Both songs explore the psychology of loving someone whilst wilfully ignoring their obvious disinterest.

Carpenter excels at these portraits of romantic delusion, but what separates her work from similar pop confessionals is her refusal to let her narrators off the hook.

The bridge’s admission of repeated patterns shows a character who knows exactly what she’s doing to herself but can’t quite stop.

Announcing the streaming release on Christmas Eve, Carpenter described it as supplying “whoever needs a cathartic christmas crashout song,” and she’s not wrong.

There’s something perfectly timed about releasing a song about emotional denial during the holidays, when we’re all meant to maintain our cheerful facades regardless of what’s actually happening beneath the surface.

The track proves once again why Carpenter’s songwriting deserves serious critical attention. She takes a scenario we’ve all witnessed (or lived through) and renders it with such specificity and wit that it feels simultaneously universal and deeply personal.

The song works as both a character study and a mirror, allowing us to laugh at the absurdity whilst recognising our own capacity for similar self-deception.
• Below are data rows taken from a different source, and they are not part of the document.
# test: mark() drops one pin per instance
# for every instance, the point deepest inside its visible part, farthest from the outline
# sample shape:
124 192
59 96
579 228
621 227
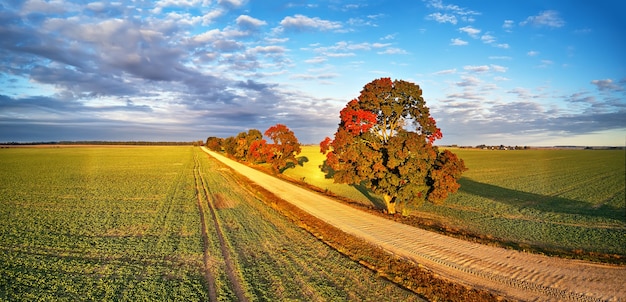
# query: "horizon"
533 73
‘Such A Funny Way’ confirms what Man’s Best Friend already demonstrated: Sabrina Carpenter has fully come into her own as a songwriter capable of balancing humour and heartbreak, self-awareness and delusion, wit and genuine emotional vulnerability.

It’s the kind of pop songwriting that lingers long after the final chorus, making you laugh whilst quietly devastating you. And isn’t that such a funny way to describe a perfect pop song?